Er schiebt sie zusammen und versucht damit anschaulich zu machen, wie die Kollision der afrikanischen mit der eurasischen Kontinentalplatte die geologische Auffaltung der Alpen bildete. Und damit auch den Jura, dessen östlichster Ausläufer die Lägern sind.

«Die Kombination von Lägern und Flusserosion der Limmat ist ein geologischer Glücksfall», sagt er und strahlt über das ganze Gesicht, «es ist einer der wenigen Orte, wo sich die Erdgeschichte der Nordschweiz mit unterschiedlichsten Gesteinsschichten an der Oberfläche offenbart.»

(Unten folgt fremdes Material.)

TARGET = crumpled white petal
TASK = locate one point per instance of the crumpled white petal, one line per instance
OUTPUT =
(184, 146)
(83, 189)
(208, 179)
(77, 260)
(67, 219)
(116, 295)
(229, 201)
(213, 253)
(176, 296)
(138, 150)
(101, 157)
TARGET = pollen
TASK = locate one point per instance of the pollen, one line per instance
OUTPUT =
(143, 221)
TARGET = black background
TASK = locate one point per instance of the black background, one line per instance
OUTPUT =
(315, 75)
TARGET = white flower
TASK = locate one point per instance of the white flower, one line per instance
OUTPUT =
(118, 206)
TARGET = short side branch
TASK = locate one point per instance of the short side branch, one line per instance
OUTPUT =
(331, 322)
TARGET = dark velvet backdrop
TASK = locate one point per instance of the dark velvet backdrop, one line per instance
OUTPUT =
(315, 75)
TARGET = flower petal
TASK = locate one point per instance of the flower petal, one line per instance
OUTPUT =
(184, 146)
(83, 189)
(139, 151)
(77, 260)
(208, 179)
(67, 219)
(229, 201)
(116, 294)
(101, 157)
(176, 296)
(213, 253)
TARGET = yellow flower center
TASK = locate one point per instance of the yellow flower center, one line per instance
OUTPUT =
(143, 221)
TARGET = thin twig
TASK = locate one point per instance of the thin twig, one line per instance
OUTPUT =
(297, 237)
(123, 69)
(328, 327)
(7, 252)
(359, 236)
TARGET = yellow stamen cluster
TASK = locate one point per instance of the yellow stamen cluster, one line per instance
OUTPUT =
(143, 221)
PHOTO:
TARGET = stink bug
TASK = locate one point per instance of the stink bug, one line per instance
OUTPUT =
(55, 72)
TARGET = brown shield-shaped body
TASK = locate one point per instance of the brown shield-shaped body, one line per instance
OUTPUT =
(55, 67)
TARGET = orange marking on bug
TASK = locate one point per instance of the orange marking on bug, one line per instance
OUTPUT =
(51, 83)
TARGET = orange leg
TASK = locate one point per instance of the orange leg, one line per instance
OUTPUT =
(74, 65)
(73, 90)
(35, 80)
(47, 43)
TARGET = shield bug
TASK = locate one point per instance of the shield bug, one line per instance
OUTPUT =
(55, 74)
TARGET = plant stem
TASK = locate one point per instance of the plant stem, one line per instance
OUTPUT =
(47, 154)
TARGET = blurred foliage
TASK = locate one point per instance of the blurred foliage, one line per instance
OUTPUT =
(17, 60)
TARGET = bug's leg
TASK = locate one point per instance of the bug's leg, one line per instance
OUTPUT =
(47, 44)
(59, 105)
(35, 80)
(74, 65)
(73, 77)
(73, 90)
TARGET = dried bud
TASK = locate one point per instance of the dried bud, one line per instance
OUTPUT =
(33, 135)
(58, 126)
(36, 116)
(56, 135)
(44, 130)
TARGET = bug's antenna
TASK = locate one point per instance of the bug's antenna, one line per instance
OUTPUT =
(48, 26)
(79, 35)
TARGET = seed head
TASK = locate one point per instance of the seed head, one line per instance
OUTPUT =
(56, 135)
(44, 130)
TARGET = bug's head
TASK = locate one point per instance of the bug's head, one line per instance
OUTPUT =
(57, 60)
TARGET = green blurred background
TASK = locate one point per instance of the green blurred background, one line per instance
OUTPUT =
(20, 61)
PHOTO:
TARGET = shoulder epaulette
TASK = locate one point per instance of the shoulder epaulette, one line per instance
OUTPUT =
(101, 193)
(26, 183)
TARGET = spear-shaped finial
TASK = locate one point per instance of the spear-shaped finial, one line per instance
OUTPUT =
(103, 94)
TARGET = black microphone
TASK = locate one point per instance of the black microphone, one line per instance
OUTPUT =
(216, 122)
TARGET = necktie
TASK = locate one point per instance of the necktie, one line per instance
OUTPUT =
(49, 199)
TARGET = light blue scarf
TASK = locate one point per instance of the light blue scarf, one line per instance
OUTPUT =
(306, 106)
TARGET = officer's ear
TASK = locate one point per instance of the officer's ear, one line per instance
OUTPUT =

Dem Leben mit Humor und heiterer Gelassenheit begegnen

Natürlich ist auch darüber in «Erdgeschichte und Landschaften im Kanton Aargau» zu lesen. Und es gibt viele weitere Ausflugstipps zu speziell interessanten Gesteinsformationen, die gut erschlossen und für jedermann sichtbar sind. Lamberts Begeisterung für die Geologie ist ungebrochen. Aber er liebt auch die Komik von Loriot und Cartoons von Tim und Struppi oder Asterix.

Dem Leben mit Humor und heiterer Gelassenheit zu begegnen ist das Credo des gebürtigen Badeners. Das gelang nicht immer. Vor 20 Jahren starb seine Frau, mit der er eine Tochter hat, an Krebs. «Das war die grösste Zäsur in meinem Leben», meint Lambert. Und auch wenn er seiner Geburtsstadt treu geblieben ist, packt ihn doch manchmal das Fernweh. Dann erkundet er die Weltmeere als Passagier auf einem Frachtschiff.